Cite this article: Semira Manaseki-Holland et al. A hygiene intervention to improve mothers’ weaning food handling practices in rural Gambia. Journal of Interventional Epidemiology and Public Health. 2025;8(Conf Proc 5):00295. https://doi.org/10.37432/JIEPH-CONFPRO5-00295

Introduction

The Gambia has high rates of under-5 mortality from diarrhoea and pneumonia, peaking during complementary-feeding age. Community-based interventions may reduce complementary-food contamination and disease rates.

Methods

The intervention included a community-wide campaign on days 1, 2, 17, and 25, a reminder visits at 5 months, plus informal community-volunteer home visits.
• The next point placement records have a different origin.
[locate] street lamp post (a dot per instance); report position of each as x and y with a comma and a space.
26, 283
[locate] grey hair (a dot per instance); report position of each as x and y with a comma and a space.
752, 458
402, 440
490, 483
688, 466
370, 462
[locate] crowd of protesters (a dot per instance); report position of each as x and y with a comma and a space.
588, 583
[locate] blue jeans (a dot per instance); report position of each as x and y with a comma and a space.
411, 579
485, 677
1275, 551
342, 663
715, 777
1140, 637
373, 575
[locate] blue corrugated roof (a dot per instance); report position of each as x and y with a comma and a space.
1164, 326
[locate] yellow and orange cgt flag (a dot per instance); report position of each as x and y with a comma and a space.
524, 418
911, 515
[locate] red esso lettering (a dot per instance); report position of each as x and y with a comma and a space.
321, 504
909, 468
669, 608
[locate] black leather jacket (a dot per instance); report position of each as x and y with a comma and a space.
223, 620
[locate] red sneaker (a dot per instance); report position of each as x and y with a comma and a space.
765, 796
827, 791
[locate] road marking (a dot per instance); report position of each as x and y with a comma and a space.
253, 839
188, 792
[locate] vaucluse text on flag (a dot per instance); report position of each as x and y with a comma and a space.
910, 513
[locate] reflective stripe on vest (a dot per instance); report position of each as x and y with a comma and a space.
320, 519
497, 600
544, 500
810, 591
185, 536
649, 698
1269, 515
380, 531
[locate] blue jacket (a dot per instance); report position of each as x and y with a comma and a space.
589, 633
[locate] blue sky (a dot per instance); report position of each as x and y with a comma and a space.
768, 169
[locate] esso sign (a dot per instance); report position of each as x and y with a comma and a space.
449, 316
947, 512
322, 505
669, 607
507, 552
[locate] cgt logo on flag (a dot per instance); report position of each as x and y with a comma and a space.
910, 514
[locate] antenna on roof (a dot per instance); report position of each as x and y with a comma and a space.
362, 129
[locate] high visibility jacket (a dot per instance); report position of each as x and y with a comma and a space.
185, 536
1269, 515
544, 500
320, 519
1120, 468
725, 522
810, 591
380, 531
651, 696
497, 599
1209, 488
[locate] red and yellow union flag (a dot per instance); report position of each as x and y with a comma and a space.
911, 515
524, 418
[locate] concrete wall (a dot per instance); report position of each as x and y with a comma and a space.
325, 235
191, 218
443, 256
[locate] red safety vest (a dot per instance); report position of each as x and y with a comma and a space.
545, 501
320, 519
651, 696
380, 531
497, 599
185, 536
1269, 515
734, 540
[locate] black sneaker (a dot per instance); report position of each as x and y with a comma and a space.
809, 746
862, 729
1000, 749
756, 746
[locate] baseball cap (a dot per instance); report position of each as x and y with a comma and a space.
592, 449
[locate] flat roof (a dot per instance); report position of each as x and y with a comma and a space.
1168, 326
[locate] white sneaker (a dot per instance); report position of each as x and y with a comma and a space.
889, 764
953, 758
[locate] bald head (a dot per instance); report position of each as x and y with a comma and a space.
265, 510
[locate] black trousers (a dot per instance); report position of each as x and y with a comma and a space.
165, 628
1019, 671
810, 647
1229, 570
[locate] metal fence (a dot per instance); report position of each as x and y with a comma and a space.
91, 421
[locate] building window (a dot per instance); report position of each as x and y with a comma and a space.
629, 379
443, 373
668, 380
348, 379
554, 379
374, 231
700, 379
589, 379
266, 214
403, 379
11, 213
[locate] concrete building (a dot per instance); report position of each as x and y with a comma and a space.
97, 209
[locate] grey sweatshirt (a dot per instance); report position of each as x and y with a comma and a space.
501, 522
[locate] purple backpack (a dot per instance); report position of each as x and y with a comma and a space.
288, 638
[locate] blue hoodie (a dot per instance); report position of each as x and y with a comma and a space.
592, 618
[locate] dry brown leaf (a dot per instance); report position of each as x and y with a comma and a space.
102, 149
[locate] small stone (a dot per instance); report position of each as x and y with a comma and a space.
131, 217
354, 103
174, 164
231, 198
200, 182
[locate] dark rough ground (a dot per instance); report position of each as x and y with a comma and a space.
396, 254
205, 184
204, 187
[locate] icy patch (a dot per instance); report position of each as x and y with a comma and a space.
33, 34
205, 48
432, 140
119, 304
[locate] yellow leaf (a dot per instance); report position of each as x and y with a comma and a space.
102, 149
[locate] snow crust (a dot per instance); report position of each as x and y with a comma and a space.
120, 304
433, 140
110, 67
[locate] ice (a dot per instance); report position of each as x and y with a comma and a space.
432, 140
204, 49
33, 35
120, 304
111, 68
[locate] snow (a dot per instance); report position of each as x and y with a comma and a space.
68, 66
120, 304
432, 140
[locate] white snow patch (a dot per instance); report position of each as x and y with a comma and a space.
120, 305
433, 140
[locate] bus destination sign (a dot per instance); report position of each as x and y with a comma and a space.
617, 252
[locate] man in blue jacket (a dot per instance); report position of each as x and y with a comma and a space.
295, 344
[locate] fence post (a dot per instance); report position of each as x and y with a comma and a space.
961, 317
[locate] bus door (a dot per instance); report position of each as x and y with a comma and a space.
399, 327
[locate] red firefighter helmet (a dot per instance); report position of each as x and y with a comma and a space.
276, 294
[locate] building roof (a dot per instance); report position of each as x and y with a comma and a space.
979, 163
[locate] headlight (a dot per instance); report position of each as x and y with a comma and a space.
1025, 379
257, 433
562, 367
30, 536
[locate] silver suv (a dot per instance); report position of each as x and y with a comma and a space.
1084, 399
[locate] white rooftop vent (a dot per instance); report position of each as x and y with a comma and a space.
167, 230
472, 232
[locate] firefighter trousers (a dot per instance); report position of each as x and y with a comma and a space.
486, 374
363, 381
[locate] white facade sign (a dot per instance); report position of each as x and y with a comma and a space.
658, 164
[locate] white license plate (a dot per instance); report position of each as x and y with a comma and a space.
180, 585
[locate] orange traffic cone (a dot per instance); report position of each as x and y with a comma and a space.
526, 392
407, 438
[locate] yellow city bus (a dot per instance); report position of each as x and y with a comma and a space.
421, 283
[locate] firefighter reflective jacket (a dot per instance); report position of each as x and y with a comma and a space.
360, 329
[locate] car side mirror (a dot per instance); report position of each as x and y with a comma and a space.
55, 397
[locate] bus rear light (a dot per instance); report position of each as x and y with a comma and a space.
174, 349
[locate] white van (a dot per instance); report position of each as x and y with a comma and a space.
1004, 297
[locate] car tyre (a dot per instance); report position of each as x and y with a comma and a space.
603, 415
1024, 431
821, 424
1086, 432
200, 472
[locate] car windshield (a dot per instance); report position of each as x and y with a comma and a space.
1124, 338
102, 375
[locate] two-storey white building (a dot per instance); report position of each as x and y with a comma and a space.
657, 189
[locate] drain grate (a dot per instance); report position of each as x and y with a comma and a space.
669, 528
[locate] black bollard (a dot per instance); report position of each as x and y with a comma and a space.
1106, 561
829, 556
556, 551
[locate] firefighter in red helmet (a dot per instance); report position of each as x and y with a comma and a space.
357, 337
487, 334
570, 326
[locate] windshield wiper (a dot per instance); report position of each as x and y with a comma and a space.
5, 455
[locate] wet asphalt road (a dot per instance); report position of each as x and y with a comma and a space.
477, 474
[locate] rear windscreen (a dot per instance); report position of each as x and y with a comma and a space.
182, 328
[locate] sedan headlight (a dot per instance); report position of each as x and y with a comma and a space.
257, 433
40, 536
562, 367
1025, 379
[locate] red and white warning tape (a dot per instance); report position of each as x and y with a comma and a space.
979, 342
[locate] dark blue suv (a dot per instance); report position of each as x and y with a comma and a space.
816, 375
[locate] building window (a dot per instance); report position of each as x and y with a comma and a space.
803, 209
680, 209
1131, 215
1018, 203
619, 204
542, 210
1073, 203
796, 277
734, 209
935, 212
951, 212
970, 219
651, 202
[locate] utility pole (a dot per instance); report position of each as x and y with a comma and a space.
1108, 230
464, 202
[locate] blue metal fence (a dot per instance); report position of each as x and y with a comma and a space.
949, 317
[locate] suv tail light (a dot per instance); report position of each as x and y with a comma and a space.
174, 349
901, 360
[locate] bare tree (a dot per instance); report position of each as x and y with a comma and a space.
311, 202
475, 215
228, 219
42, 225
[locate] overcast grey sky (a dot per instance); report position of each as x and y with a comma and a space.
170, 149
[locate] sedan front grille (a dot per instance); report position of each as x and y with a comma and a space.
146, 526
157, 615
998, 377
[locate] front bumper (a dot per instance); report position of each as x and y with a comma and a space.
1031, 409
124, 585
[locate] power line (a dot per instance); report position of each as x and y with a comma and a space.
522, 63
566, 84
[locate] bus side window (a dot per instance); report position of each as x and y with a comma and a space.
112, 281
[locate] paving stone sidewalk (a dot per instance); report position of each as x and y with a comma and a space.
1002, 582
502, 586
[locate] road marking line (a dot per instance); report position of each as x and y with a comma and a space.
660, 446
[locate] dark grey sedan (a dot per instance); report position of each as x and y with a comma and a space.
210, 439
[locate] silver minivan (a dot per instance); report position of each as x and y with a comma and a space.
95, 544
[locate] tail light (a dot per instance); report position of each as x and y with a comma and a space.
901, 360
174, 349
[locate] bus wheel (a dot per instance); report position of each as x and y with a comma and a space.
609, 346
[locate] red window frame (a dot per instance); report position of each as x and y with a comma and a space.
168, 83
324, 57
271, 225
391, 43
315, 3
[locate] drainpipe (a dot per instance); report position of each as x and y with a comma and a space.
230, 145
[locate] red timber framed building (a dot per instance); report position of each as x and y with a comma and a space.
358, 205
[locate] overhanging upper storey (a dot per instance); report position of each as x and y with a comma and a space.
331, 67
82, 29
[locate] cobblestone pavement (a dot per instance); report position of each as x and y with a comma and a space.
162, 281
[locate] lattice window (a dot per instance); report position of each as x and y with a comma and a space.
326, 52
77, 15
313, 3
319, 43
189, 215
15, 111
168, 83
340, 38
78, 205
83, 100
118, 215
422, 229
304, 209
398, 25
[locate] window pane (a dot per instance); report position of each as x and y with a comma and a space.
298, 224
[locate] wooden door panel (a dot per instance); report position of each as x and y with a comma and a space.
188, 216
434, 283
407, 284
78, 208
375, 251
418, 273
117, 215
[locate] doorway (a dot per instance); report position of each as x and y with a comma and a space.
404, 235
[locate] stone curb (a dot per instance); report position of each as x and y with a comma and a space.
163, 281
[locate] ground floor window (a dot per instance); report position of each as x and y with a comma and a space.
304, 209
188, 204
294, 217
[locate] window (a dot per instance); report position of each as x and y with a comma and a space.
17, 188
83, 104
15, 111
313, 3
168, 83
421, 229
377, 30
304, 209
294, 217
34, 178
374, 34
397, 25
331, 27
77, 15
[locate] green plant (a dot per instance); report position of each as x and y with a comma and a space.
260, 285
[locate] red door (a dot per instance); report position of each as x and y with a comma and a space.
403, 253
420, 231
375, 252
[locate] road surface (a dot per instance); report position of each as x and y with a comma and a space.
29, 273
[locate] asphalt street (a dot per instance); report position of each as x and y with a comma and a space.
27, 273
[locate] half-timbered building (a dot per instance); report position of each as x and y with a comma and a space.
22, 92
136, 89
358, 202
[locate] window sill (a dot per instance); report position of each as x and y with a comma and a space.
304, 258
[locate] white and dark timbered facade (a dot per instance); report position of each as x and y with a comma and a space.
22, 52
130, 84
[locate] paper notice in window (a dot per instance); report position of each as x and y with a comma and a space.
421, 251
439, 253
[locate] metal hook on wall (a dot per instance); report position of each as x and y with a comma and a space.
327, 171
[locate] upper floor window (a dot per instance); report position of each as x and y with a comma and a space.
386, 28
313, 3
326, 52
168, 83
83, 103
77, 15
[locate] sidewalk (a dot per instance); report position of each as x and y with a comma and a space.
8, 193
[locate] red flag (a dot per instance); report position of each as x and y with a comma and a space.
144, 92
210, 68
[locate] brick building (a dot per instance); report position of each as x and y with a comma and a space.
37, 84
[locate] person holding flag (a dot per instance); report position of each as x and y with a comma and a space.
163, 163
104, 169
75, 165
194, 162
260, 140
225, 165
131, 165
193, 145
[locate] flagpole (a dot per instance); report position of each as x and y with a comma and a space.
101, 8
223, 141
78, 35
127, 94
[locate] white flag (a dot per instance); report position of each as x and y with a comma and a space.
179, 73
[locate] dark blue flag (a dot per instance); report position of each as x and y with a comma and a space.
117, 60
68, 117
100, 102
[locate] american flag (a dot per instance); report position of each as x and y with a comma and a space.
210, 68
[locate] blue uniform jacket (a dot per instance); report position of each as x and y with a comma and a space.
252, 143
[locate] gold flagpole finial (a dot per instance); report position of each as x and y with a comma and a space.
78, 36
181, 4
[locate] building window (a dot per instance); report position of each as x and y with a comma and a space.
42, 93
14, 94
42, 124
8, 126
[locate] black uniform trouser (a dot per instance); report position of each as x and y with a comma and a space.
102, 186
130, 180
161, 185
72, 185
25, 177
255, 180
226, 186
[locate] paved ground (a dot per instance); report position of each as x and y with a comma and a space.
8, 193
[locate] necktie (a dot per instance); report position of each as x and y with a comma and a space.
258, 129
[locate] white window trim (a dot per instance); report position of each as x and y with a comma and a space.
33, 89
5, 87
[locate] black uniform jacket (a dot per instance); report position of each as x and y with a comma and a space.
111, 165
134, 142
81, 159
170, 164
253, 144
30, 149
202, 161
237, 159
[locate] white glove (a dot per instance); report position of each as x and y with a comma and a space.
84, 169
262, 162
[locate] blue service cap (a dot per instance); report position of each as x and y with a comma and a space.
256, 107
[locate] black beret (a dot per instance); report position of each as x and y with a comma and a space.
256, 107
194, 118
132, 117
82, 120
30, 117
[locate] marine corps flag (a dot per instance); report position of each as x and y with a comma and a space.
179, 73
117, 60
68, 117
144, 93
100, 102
It promoted 5 key complementary-food and 1 key drinking-water safety and hygiene behaviours through performing arts, public meetings, and certifications delivered by a team from localhealth and village structures to all villagers who attended the activities, to which mothers of 6- to 24-month-old children were specifically invited. Control villages received a 1-day campaign on domestic-garden water use. Outcomes were measured at 6 and 32months in a random sample of 21–26 mothers per cluster. The primary outcome was a composite outcome of the number of times key complementary-food behaviours were observed as a proportion of the number of opportunities to perform the behaviours during the observation period at 6 months. (Registration: PACTR201410000859336).

Results

The composite behaviour score on the primary outcome was 65% versus 15% for intervention against control(p<0.001).  At 6 months the adjusted incidence rate ratio [aIRR] = 4.44, 95% CI 3.62–5.44, p <0.001), and at 32 months the aIRR was 1.17 (95% CI 1.07–1.29, p=0.001). Secondary health outcomes also improved with the intervention: mother-reported diarrhoea hospitalization at 6 months, with aRR = 0.35 (95% CI 0.19–0.66, p = 0.001), and at 32 months, with aRR =0.38 (95%CI0.18–0.80, p=0.011).

Conclusion

We found that low-cost and culturally embedded behavior change interventions were acceptable to communities and led to short- and long-term improvements in complementary-food safety and hygiene practices, and reported diarrhea and acute respiratory tract infections.